Indicatore di attività economica - Centro - Dicembre 2013

Nel quarto trimestre del 2013 l’indicatore di attività economica del Centro è rimasto pressoché stazionario, attestandosi nel mese di dicembre a -0,6%. Tra le regioni dell’area le Marche hanno registrato la variazione più prossima allo zero, -0,3%, mentre l’indicatore dell’Umbria, seppur leggermente in crescita nel trimestre, continua a mostrare variazioni decisamente negative, -1,4% in dicembre.

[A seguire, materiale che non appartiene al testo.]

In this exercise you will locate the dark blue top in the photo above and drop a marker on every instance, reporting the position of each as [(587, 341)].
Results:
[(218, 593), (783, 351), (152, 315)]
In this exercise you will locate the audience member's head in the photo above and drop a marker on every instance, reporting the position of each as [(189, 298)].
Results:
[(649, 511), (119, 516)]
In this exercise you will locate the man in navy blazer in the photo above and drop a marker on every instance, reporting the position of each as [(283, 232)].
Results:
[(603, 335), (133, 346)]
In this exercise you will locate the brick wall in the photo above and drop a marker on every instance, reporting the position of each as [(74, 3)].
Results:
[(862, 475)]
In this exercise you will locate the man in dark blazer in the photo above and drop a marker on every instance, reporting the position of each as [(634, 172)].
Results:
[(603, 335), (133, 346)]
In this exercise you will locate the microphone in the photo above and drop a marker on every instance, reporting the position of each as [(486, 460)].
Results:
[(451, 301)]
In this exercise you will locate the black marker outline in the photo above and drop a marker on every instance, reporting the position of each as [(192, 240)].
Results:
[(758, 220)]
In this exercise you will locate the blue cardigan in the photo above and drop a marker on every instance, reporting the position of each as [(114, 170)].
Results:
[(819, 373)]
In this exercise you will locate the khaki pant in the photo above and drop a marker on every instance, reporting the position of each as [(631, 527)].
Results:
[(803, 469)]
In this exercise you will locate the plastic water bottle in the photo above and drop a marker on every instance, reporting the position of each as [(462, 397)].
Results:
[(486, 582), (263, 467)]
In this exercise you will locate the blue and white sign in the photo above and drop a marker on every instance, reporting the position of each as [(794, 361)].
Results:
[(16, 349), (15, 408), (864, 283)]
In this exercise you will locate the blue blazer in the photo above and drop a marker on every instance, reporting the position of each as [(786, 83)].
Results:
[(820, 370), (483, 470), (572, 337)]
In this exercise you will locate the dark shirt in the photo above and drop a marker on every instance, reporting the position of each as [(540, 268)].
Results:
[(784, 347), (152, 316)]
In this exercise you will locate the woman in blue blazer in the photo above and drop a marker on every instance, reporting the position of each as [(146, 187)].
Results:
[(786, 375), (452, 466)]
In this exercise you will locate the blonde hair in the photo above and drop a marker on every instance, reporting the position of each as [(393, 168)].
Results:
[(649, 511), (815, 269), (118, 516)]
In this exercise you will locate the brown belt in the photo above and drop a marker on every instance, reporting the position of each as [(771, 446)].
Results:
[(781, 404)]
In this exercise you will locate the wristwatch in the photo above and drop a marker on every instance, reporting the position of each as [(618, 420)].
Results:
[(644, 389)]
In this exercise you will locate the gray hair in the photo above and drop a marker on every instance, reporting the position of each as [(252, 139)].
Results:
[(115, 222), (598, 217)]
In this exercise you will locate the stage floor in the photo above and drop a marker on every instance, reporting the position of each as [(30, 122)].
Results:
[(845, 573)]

L’andamento di alcune variabili che contribuiscono alla stima dell’indicatore.

DOMANDA ESTERA E INTERNA

Il ritmo degli scambi con l’estero rispecchia, nel quarto trimestre dell’anno, quello del trimestre precedente. Diminuiscono su base annua le esportazioni, -3,3%, e in modo più consistente le importazioni, -5%, con un conseguente aumento del surplus della bilancia commerciale che si attesta ad oltre 2.580 milioni di euro, pari a quasi il 16% delle esportazioni del periodo. Lo stesso andamento si registra, seppur con intensità differente in tutte le regioni dell’area, ad eccezione delle Marche dove le esportazioni sono aumentate in modo consistente, +10,8% a/a.
Le immatricolazioni di nuove auto hanno riportato un leggero incremento nel mese di febbraio 2014, +1,5% su base annua, ma a dicembre (data di aggiornamento dell’indicatore) avevano registrato una flessione di oltre il 5% a/a.

MERCATO DEL LAVORO

Nel quarto trimestre del 2013, rispetto allo stesso periodo dell’anno precedente, gli occupati totali diminuiscono leggermente, -0,03% (pari a 1.287 unità), in particolare si riducono gli addetti in agricoltura (-12,7%, 15.325 unità) e in misura maggiore quelli dei servizi (-0,9%, 30.445 unità). Invece, nel settore industriale si registra una crescita consistente degli occupati, +4% (pari a quasi 44.490 unità). Il tasso di attività aumenta, +0,2%, quello di occupazione si riduce leggermente, -0,1%, e cresce lievemente quello di disoccupazione, +0,3%. Il mercato del lavoro presenta un andamento profondamente eterogeneo tra le regioni del Centro.

DEMOGRAFIA DELLE IMPRESE

Nell’ultimo trimestre dell’anno il numero di imprese attive è stazionario su base annua, le nuove iscrizioni aumentano (+6,1% a/a) e diminuiscono le cessazioni (-3,8% a/a). Il saldo tra iscrizioni e cessazioni, in rapporto alle imprese attive, è stato leggermente positivo, +0,1 %, mentre l’anno precedente era risultato negativo, -0,1%.
Le imprese attive sono aumentate nel Lazio (+0,8% a/a), mentre le cessazioni si sono ridotte in Umbria (-5,8% a/a), in Toscana (-9,6% a/a) ed in misura maggiore nelle Marche (-12,2% a/a).